L’art pop a ceci d’unique qu’il peut entretenir sa propre nostalgie indéfiniment. En effet, comme il repose sur la reproduction et la diffusion des images, des sons et des objets, il peut offrir de revivre une enfance fantasmée, idéalisée au pays de Neverland. “Get back”, le documentaire de Peter Jackson*, le prolifique auteur de la trilogie filmique du seigneur des Anneaux, autre utopie entre mythe et conte pour adulescents, traite du crépuscule d’un groupe légendaire, The Beatles. “Alea jacta est” ou comme diraient nos amis britanniques, “Let it be”.

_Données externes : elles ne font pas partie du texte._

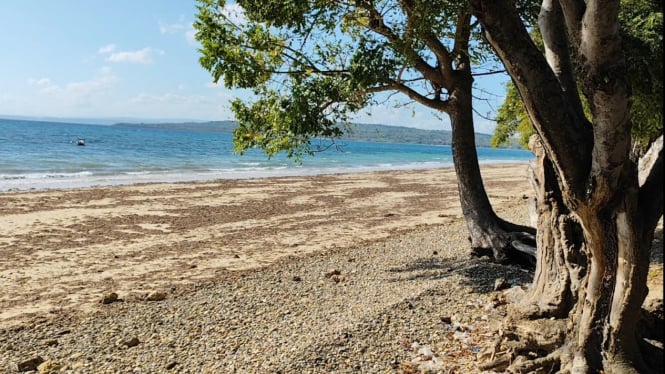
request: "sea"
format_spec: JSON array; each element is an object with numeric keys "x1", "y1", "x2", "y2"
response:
[{"x1": 0, "y1": 118, "x2": 534, "y2": 192}]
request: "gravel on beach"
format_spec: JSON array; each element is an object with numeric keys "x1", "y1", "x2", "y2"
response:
[{"x1": 1, "y1": 214, "x2": 533, "y2": 373}]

Publié sous forme d’une mini série de plus de huit heures, le film reprend les bandes enregistrées en 16 mm par l’équipe du réalisateur Michael Lindsay-Hogg ainsi que les démos audio des sessions de janvier 1969. Le groupe est réuni par Paul Mac Cartney autour d’un projet de film pour la BBC qui raconterait la préparation d’un concert et sa diffusion en direct à la télévision. Quand Lindsay-Hogg en tirera un film de 80 minutes crépusculaires, visant à démontrer la fin inéluctable du quatuor, telle une prophétie auto-réalisatrice, Peter Jackson décrit par le menu le processus créatif et collectif de quatre génies de la pop music. Passionnant.

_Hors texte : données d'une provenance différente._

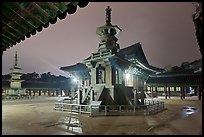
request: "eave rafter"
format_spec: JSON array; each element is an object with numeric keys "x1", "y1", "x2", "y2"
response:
[{"x1": 2, "y1": 2, "x2": 89, "y2": 54}]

The Beatles, “Let it be”, Apple 1970.
Tout d’abord, nous est montré l’incroyable modestie de moyens, le passage du mono à la stéréo, l’arrivée de quelques instruments, le bricolage permanent des ingénieurs du son, une économie toujours présente, sur fonds de lutte pour la récupération de leurs droits sur leurs œuvres, enregistrements comme textes et partitions. Ils viennent jouer en famille, avec leurs compagnes et même une enfant, Heather, fille de Linda Eastman (future Mac Cartney). Aucun garde du corps, pas de policier à l’entrée de l’immeuble, et pourtant rien de la folie des fans ne les vient les perturber. Simplicité.

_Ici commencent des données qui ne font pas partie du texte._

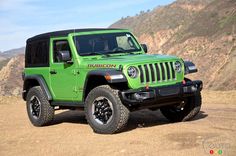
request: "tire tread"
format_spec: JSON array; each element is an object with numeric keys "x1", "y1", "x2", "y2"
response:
[
  {"x1": 26, "y1": 86, "x2": 54, "y2": 126},
  {"x1": 85, "y1": 85, "x2": 129, "y2": 134}
]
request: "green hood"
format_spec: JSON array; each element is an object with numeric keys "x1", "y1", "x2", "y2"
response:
[{"x1": 82, "y1": 54, "x2": 181, "y2": 69}]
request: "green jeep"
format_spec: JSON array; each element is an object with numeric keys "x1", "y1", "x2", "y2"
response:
[{"x1": 22, "y1": 28, "x2": 203, "y2": 134}]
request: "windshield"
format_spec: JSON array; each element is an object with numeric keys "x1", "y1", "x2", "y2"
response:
[{"x1": 74, "y1": 32, "x2": 141, "y2": 56}]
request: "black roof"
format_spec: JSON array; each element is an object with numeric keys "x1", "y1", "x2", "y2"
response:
[{"x1": 27, "y1": 28, "x2": 126, "y2": 42}]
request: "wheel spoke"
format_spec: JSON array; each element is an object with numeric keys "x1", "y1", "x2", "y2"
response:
[
  {"x1": 92, "y1": 96, "x2": 113, "y2": 125},
  {"x1": 30, "y1": 96, "x2": 41, "y2": 119}
]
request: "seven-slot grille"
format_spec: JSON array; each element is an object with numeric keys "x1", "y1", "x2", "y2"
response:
[{"x1": 138, "y1": 62, "x2": 176, "y2": 83}]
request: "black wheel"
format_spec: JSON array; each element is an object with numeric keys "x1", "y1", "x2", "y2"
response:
[
  {"x1": 26, "y1": 86, "x2": 54, "y2": 126},
  {"x1": 160, "y1": 93, "x2": 202, "y2": 122},
  {"x1": 85, "y1": 85, "x2": 130, "y2": 134}
]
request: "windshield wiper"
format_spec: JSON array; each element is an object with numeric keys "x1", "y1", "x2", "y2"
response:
[
  {"x1": 110, "y1": 47, "x2": 138, "y2": 55},
  {"x1": 110, "y1": 50, "x2": 136, "y2": 55},
  {"x1": 111, "y1": 48, "x2": 125, "y2": 54},
  {"x1": 81, "y1": 52, "x2": 110, "y2": 57}
]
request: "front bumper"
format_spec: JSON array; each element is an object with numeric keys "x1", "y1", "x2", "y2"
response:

Contrairement à la légende qui narre un état de conflit ouvert, les tensions sont en réalité assez rares. George Harrison, certes, affronte parfois Paul Mac Cartney pour poser ses revendications d’auteur et témoigner des ses frustrations de musicien. John Lennon lâche quelques formules lapidaires, se moque d’eux-mêmes, “And now the Bottles !” mais prouve chaque jour un engagement et un sérieux dans le travail qu’on ne lui aurait pas attribués, si l’on en croyait la chronique de l’époque. George est défait mais après quelques jours de bouderie, il avait même suggéré son remplacement par son ami Eric Clapton (!), revient et s’applique à la tâche. Ringo Starr (Starkey) est d’une solidité et d’un flegme tout en sourire, indispensable à l’équilibre du groupe, et pas seulement musicalement. Les rôles sont distribués, Lennon et Mac Cartney écrivent et composent, les deux autres enrichissent. La complicité des deux premiers est évidente, plaisant à voir, ils jouent, tout le temps, au sens du jeu qui amuse, se livrent à des digressions musicales potaches, font des concours de grimaces, crient à tue-tête avec Yoko. Ils jouent parce qu’ils cherchent, ils cherchent en jouant. Et c’est ici que le documentaire est une démonstration que tout créatif, artiste ou innovateur de laboratoire, doit regarder attentivement. Chacun travaille de son côté la nuit afin de revenir en fin de matinée muni d’une proposition, parfois d’une simple ébauche afin de la mettre en commun et les autres s’en emparent, sans juger. Ils développent ensemble.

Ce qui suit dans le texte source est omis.